Rook was not my dog; he was the beloved companion of my friend, Peter McMurray. Rook was a beautiful, gentle and loyal friend of every member of the McMurray family.
I only heard Rook bark once, when I came to his door for the very first time. He never barked again, at least that I could hear, when I visited his home.
Rook always greeted me at the top of the stairs, tail wagging, eyes sparkling. He loved having visitors and if you were loved by the McMurrays, you were loved by Rook. Once you were part of his world, you were a visitor no more, but a member of his family.
The moment Rook figured out that I would pet him the moment he sat at my feet, we became instant friends. He would often get scolded if he bothered me for too much affection.

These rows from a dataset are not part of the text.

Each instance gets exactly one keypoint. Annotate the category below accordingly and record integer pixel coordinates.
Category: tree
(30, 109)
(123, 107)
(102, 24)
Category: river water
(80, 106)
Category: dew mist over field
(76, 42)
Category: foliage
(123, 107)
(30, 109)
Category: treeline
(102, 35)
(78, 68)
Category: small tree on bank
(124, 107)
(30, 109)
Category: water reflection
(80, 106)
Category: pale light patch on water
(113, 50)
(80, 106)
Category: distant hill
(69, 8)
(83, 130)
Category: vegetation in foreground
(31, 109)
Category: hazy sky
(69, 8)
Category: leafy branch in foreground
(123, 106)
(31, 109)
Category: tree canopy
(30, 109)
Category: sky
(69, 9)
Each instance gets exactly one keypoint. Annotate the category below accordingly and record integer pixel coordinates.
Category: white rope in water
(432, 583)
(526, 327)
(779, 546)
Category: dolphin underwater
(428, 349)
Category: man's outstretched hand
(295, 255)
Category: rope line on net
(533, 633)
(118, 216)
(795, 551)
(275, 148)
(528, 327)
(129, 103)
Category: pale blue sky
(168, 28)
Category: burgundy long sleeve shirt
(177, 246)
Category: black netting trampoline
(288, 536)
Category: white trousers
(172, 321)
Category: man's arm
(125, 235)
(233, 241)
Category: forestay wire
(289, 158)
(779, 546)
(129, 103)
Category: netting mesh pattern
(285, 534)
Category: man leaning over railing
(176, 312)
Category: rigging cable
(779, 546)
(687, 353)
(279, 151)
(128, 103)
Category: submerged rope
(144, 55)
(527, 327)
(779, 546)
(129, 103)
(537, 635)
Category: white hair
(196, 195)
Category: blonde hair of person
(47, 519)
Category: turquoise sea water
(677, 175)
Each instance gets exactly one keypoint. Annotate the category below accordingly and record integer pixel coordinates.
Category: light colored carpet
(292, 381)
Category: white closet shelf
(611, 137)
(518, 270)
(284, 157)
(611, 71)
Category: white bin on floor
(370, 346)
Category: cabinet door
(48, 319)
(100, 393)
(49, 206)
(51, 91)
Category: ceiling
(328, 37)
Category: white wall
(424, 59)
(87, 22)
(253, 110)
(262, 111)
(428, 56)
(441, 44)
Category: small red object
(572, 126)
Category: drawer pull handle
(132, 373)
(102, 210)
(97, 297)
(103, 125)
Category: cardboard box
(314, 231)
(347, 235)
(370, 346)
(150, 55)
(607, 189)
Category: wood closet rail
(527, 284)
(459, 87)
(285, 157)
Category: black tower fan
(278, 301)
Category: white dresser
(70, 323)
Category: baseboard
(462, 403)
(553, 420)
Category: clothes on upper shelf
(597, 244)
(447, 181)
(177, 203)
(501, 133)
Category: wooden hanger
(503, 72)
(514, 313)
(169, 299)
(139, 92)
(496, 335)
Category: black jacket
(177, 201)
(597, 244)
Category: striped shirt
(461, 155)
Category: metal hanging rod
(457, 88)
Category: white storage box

He was such a big goof of a dog with the sweetest look of longing, I could neither turn him away nor shoo him away.
I once said that if I offered Rook an inch, he would take a yard. And it was true. There was no such thing as too much attention.
It wasn’t long before Rook wormed his way into the hearts of the rest of my family. When we first heard of Rook’s illness, we were deeply saddened and dreaded the day that we would see him for the last time.
Rook somehow knew that it was important to me to have a few portraits of him. I wasn’t able to photograph him the day I planned to. I was anxious, knowing that Rook was probably the only one who knew when his time would come. I didn’t want to miss my opportunity to have my final moments with him.
He waited for me, and on Sunday he and I had our photo shoot and I gave him what was to be his last head and belly rub. He was tired, but he was a happy, willing subject, as I lay flat on the floor in his face; following him around from room to room laughing as the bribing with treats backfired, all in the hopes of getting the perfect shot.

He was his rugged, handsome self. At times, he even seemed to deliberately pose for me.
Since Rook’s passing, I have wondered if I could imagine Rook as a person, who that person would be…today, I figured it out. If Rook were a person, I believe he would have been Matthew Cuthbert from “Anne of Green Gables”. Strong, gentle, playful, faithful, stubborn, but the kindest of human beings that could ever be.
Rook was not my dog, but Rook lives on in my heart just as much today as he has over the last five years, and just as deeply as if he had been my own dog.
This is for you Peter, because he truly was your dog, and you were truly his boy.
Farewell, Rook. You will be greatly missed.